RULES limiting the number of cats local residents can own – and making micro-chipping and registration mandatory – may soon be enforced under Gawler Council’s plans to introduce a cat by-law.
Gawler councillors voted to prepare a draft cat by-law at last week’s Infrastructure & Environmental Services committee meeting.
Under the proposed changes, which were previously suggested in council’s Animal Management Plan 2014-2017, the number of felines in any household could be limited to two, while registration and micro-chipping may be compulsory for cats aged over three months.
Cat by-law fees means it could cost cat owners $80 to microchip, or $30 to micro-chip and desex, their felines.
In a report titled ‘Cat By-law’, environment and regulatory services team leader Jack Darzanos said the new policy would help manage cats in the area, and minimise their impact on the local wildlife.
“If the introduction of a cat by-law is given consideration, following a consultation period, the aim of the by-law should be to limit the number of cats that can be kept on premises, and to provide for the control and management of cats within the council area,” Mr Darzanos said.
“There is an increasing awareness of the roles of cats in society, and the benefits and pitfalls they provide, particularly in relation to the environment.

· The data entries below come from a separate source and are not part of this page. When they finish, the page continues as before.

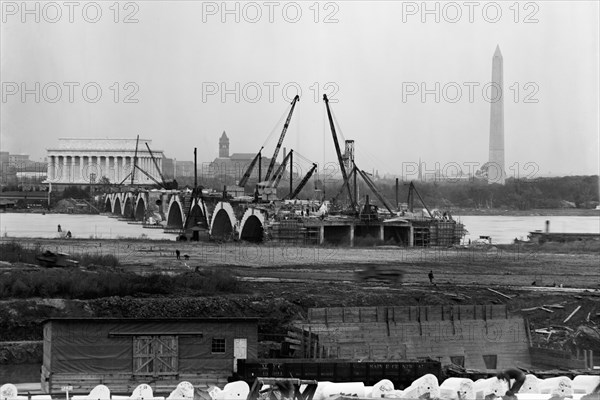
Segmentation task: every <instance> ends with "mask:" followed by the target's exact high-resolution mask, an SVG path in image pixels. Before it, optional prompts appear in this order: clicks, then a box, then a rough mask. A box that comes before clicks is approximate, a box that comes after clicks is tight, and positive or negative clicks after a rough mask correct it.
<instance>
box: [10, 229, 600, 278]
mask: <svg viewBox="0 0 600 400" xmlns="http://www.w3.org/2000/svg"><path fill="white" fill-rule="evenodd" d="M4 240H6V239H4ZM19 242H20V243H21V244H22V245H25V246H28V247H29V246H31V247H34V246H40V247H42V248H44V249H49V250H54V251H62V252H66V253H69V254H85V253H91V254H113V255H115V256H117V257H118V259H119V261H120V262H121V265H122V266H123V268H124V269H125V270H129V271H133V272H137V273H142V274H148V273H154V272H165V271H166V272H169V271H170V272H172V273H177V272H184V271H190V270H195V269H196V268H202V269H204V268H229V269H231V270H233V271H235V273H236V274H237V275H238V276H240V277H242V278H246V279H249V280H260V279H276V280H299V281H353V280H355V278H354V271H356V270H359V269H361V268H364V267H365V266H367V265H385V266H387V267H389V268H398V269H400V270H402V271H404V273H405V274H404V283H405V284H407V285H419V284H427V285H429V280H428V277H427V274H428V272H429V271H430V270H431V271H433V273H434V275H435V282H436V283H439V284H451V285H461V286H507V287H512V286H514V287H530V286H532V285H533V283H534V282H535V285H534V286H546V287H548V286H555V285H556V286H560V285H561V284H562V285H563V286H564V287H569V288H587V289H598V288H600V268H598V265H600V254H598V253H596V252H587V253H582V252H575V253H565V254H560V253H559V254H557V253H548V252H545V251H541V250H539V249H538V248H536V247H530V246H521V247H515V246H512V247H509V248H496V247H490V248H471V249H464V248H458V249H423V248H398V247H392V246H383V247H376V248H341V247H309V246H295V245H289V246H286V245H281V244H258V245H255V244H248V243H226V244H215V243H206V242H199V243H197V242H195V243H181V242H168V241H139V240H60V241H59V240H35V239H30V240H22V239H20V240H19ZM176 249H177V250H179V251H180V252H181V259H180V260H177V259H176V257H175V250H176ZM186 256H187V259H186Z"/></svg>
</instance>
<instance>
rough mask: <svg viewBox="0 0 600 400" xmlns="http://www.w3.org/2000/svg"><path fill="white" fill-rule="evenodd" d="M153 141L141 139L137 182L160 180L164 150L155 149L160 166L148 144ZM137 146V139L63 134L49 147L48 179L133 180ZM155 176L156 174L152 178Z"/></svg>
mask: <svg viewBox="0 0 600 400" xmlns="http://www.w3.org/2000/svg"><path fill="white" fill-rule="evenodd" d="M145 143H148V146H150V148H151V149H152V145H151V144H152V141H151V140H148V139H140V140H139V144H138V150H137V166H138V167H140V168H141V169H142V170H144V171H145V172H146V174H144V173H142V172H141V171H139V170H137V169H136V171H135V174H134V184H137V185H152V184H154V180H156V181H159V182H160V174H159V169H160V170H161V171H162V160H163V151H162V150H156V149H152V153H153V154H154V157H156V163H157V164H158V169H157V167H156V166H155V164H154V162H153V161H152V158H151V156H150V153H149V152H148V149H147V147H146V145H145ZM135 149H136V139H70V138H60V139H58V144H57V145H56V146H55V147H52V148H49V149H48V150H47V151H48V180H47V182H48V183H52V184H56V185H77V184H90V183H98V182H99V181H100V180H101V179H102V178H103V177H106V178H108V180H109V181H110V183H113V184H114V183H116V184H119V183H121V182H123V183H124V184H125V183H129V182H130V177H131V172H132V170H133V162H134V156H135ZM148 175H149V176H150V177H152V178H150V177H149V176H148Z"/></svg>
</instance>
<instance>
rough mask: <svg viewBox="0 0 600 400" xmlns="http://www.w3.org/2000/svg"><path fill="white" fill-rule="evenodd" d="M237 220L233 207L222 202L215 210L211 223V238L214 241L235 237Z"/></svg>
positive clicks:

“As pets, cats are wonderful companion animals, however they are also very efficient predators of our native wildlife.”
Gawler East resident Cindy Jewis, who owns four Burmese cats, supported responsible ownership, including vaccinations, microchipping and a curfew, but was opposed to putting restrictions on the number of cats one can own.
“I’d be devastated if someone said to me I could only have two cats, because they are my family; cats have always been part of my life,” she said.
“I can understand if they crack down on those people who have more than four, but two is a little bit harsh.
“I believe a cat curfew is absolutely necessary because at night is when the damage is done, as they are nocturnal beasts.
“Cat registration seems like the another money-grab from council; it’s another cost which I can’t afford, because my veterinary bills are already expensive enough.”
Mr Darzanos said council is committed to encouraging responsible cat ownership, and working with owners and their neighbours to amicably resolve issues that may arise.
“Provisions covering registration, micro-chipping and limiting the number of cats – subject to conditions, registration fees, penalties and compliance requirements of a notice issued – would be a component of the by-law,” he said.